CONJURE up images of dining in an Oxford college, and pictures of formal halls with tables laden with dishes of game and other meats may spring to mind. But one group of students at the University of Oxford is trying to modernise the college dining experience by ranking colleges according to their vegetarian and vegan fare.
The initiative from the university’s Animal Ethics Society hopes to challenge colleges to improve on the quality of their catering for vegetarians and vegans.

The results of a survey will be published in the style of the Norrington Table, which ranks colleges by their examination results.
The Revd Professor Andrew Linzey is a senior member of the society. He said: “Oxford is known as a place of excellence, but its vegetarian fare is often barely adequate.
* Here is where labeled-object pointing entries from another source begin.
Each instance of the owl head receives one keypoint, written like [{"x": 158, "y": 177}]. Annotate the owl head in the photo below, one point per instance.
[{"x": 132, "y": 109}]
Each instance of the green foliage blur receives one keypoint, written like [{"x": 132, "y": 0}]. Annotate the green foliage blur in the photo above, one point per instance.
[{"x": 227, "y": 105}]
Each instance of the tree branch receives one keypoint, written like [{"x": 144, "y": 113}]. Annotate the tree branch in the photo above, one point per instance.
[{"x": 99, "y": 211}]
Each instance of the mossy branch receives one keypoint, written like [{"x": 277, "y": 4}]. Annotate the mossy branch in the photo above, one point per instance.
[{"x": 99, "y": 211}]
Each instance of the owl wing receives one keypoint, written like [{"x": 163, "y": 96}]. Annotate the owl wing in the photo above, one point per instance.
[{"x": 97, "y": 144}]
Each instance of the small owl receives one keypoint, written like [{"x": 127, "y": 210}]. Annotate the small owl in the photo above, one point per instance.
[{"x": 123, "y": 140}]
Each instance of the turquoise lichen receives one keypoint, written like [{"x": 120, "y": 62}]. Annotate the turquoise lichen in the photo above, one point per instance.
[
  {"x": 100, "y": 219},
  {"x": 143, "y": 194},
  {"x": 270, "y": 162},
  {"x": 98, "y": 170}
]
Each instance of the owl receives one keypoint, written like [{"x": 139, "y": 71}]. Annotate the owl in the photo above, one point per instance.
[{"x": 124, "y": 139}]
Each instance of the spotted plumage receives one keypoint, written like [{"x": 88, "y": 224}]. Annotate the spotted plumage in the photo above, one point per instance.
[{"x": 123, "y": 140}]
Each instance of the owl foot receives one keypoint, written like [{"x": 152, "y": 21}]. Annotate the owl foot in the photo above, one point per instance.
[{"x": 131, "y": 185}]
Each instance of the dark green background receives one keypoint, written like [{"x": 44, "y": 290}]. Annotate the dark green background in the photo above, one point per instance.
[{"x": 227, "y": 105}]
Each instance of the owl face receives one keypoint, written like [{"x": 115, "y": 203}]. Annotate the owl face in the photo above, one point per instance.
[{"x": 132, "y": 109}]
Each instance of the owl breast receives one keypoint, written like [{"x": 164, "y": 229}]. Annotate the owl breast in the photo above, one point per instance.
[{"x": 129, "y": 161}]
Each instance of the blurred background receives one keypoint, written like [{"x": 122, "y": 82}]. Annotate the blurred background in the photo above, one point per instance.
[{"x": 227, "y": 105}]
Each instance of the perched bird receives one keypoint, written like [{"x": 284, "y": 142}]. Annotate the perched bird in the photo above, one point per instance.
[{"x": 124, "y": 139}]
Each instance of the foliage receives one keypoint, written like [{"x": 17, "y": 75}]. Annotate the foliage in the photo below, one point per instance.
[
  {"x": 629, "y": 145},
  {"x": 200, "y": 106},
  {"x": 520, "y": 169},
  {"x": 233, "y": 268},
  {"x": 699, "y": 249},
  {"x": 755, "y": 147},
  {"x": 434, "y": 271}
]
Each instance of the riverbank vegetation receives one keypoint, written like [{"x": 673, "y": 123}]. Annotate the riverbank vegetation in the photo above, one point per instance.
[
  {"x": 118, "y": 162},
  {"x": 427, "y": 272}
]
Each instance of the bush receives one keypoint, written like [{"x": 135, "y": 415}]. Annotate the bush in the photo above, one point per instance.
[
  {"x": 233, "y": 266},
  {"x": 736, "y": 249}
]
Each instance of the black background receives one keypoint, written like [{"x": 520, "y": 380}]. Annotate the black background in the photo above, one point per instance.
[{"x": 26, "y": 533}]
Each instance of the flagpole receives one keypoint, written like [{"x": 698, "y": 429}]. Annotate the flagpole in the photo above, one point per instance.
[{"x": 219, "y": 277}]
We believe that the quality of provision of veggie food influences prospective students’ choice of colleges.
“Since most students have no alternative but to pay for their meals at college, it seems only right that they should know whether the food served up will be adequate.”
The president of the society, Felix Taylor, of St Hugh’s College, is a second-year student and has been vegan for three years.
He said that the survey asked students to rate the three best colleges and the three worst. In a similar survey three years ago, Mansfield College came out on top, and Magdalen was the worst.
Since then, an increasing number of students have become vegetarian or vegan, he said — and some colleges have even recruited chefs who are specially trained in vegetarian and vegan cooking.
“A vegetarian or vegan diet is growing in popularity, and students have to pay the same price for food in college, whether they eat meat or not; so it makes sense to try to encourage colleges to try to improve their catering,” he said. “It’s unfair to force these students to go outside college to forage for their own food, just because the choice of college food is poor. It doesn’t go with the spirit of community that colleges are trying to encourage.”